Health workers in Kyrgyzstan suffer rights violations amid COVID-19 pandemic


As COVID-19 pandemic overwhelmed the health service in Kyrgyzstan which has been chronically underfunded for years, health workers have paid an astoundingly high personal price, Amnesty International said in a new report on Friday.

The health crisis has seen medical professionals forced to work long hours, often without promised additional pay and sometimes with reduced pay, and subjected to a “prison-like” quarantine regime.

According to official data from the Ministry of Health, during the peak of the epidemic from mid-March to July 22, 29 health workers died. However, unofficial sources put the figure at 40.

“Kyrgyzstani doctors have worked selflessly, risking their lives every day looking after their patients, often in the absence of vital medical supplies,” said Heather McGill, Amnesty International’s Researcher on Central Asia.

“It is appalling that in return they were denied their human rights, underpaid and forced to keep quiet about their problems for fear of retaliation,” she said.

Since May, under the Ministry of Health’s so-called “Barracks Regime,” doctors have been called on to work 12-hour shifts every day for two weeks at a time followed by two weeks of quarantine.

One doctor described quarantine conditions as “being like in prison” with reports of health workers often living 10 to a room and unable to see their families.

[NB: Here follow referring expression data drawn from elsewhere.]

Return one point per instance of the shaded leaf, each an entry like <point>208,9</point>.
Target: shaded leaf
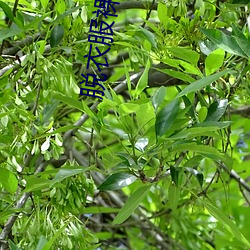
<point>56,35</point>
<point>8,180</point>
<point>240,2</point>
<point>229,224</point>
<point>49,244</point>
<point>143,81</point>
<point>117,181</point>
<point>34,184</point>
<point>7,10</point>
<point>158,97</point>
<point>198,85</point>
<point>198,175</point>
<point>216,110</point>
<point>166,117</point>
<point>132,203</point>
<point>173,196</point>
<point>223,41</point>
<point>174,172</point>
<point>41,243</point>
<point>98,210</point>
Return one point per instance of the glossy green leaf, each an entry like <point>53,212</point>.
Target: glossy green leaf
<point>216,110</point>
<point>245,2</point>
<point>131,204</point>
<point>219,125</point>
<point>166,117</point>
<point>162,12</point>
<point>64,173</point>
<point>178,74</point>
<point>186,54</point>
<point>202,113</point>
<point>34,183</point>
<point>223,41</point>
<point>56,35</point>
<point>198,175</point>
<point>174,172</point>
<point>6,33</point>
<point>158,97</point>
<point>44,3</point>
<point>99,210</point>
<point>128,108</point>
<point>8,180</point>
<point>198,85</point>
<point>193,132</point>
<point>49,244</point>
<point>143,81</point>
<point>117,181</point>
<point>7,10</point>
<point>41,243</point>
<point>214,61</point>
<point>70,101</point>
<point>13,246</point>
<point>228,224</point>
<point>173,196</point>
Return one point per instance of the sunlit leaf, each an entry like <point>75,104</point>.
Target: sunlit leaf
<point>117,181</point>
<point>131,204</point>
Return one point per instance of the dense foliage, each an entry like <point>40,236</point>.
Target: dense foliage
<point>162,162</point>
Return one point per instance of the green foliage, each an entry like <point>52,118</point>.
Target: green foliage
<point>160,163</point>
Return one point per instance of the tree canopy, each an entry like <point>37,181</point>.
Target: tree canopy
<point>161,162</point>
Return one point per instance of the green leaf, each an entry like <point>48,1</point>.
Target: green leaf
<point>117,181</point>
<point>7,10</point>
<point>198,175</point>
<point>128,108</point>
<point>214,61</point>
<point>162,12</point>
<point>158,97</point>
<point>173,196</point>
<point>41,243</point>
<point>166,117</point>
<point>223,41</point>
<point>227,223</point>
<point>186,54</point>
<point>56,35</point>
<point>13,31</point>
<point>216,110</point>
<point>34,184</point>
<point>8,180</point>
<point>174,172</point>
<point>219,125</point>
<point>49,244</point>
<point>245,2</point>
<point>98,210</point>
<point>70,101</point>
<point>13,246</point>
<point>193,132</point>
<point>132,203</point>
<point>144,34</point>
<point>177,74</point>
<point>66,172</point>
<point>197,85</point>
<point>143,81</point>
<point>202,114</point>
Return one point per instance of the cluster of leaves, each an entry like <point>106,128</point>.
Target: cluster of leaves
<point>171,154</point>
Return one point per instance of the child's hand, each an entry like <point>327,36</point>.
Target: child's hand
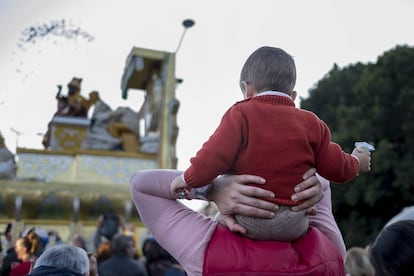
<point>177,185</point>
<point>364,159</point>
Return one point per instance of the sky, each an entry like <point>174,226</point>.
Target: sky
<point>316,33</point>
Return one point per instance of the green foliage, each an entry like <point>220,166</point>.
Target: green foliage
<point>371,102</point>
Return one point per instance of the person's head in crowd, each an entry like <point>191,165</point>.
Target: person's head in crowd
<point>24,248</point>
<point>357,262</point>
<point>62,260</point>
<point>122,244</point>
<point>79,241</point>
<point>392,253</point>
<point>104,251</point>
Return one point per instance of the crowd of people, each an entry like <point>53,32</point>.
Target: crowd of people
<point>114,250</point>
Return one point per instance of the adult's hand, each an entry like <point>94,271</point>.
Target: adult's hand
<point>310,191</point>
<point>233,196</point>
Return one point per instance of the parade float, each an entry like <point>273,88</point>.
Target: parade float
<point>84,169</point>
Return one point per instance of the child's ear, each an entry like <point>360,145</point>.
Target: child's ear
<point>250,91</point>
<point>293,95</point>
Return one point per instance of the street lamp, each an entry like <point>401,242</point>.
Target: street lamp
<point>187,23</point>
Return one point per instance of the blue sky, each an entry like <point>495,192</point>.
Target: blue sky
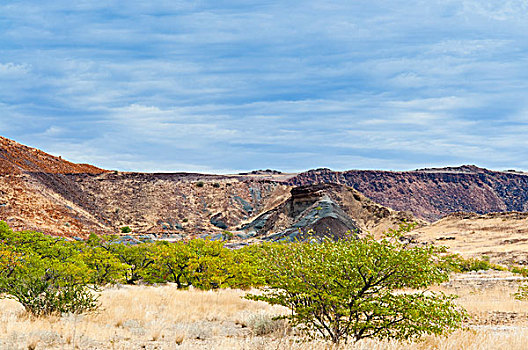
<point>226,86</point>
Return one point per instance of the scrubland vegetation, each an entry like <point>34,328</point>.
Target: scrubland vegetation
<point>355,293</point>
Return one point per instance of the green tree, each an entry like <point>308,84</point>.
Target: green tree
<point>355,288</point>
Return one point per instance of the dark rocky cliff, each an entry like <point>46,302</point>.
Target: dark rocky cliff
<point>432,193</point>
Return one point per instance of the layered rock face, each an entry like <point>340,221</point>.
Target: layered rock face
<point>432,193</point>
<point>330,210</point>
<point>41,192</point>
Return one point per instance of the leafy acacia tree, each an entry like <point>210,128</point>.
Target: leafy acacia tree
<point>360,288</point>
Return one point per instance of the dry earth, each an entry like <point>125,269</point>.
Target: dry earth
<point>503,237</point>
<point>163,317</point>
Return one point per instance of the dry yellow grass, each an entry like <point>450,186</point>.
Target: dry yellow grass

“I am now working 24 hours a day. I can’t leave because there are so many patients. I am working in a COVID department – I am the only doctor. I can’t just leave at the end of my shift. I have to be there constantly. We manage to sleep three to four hours. I have been working like this for 30 days,” one doctor told Amnesty International.

Health workers interviewed by Amnesty International reported that in the early stages of the pandemic they were obliged to work without adequate supplies of PPE, which was often only available to those working in designated “red zones” with confirmed COVID-19 patients.

Doctors also complained to Amnesty International about the poor quality of the PPE they received, and the lack of adequate training in its use.

Despite their sacrifices, doctors interviewed by Amnesty International revealed that they haven’t been paid in a timely manner and some have even experienced arbitrary cuts to their salaries.

“The main thing is that they pay us the salary they promised. I have to feed my family,” said one doctor, who complained that this promise was not met.

Doctors in Kyrgyzstan are among the lowest paid professionals in the country, and this has contributed to a brain drain of medical personnel to other countries and to the private sector, which in turn contributes to the chronic shortage of doctors in the state sector.

Most worryingly, doctors contacted in the course of the research were often unwilling to speak out, and even of those who agreed to be interviewed asked not to be identified, for fear of reprisals from their superiors.

“The government of Kyrgyzstan should take steps to build greater resilience in the health system to better cope with the pandemic, and focus on protecting the rights of health workers,” said Heather McGill.

“Kyrgyzstan must live up to its human rights obligations under the International Covenant on Economic, Social and Cultural Rights and guarantee just and favourable conditions of work for all workers including health workers.’’ (Source: Amnesty Intl.)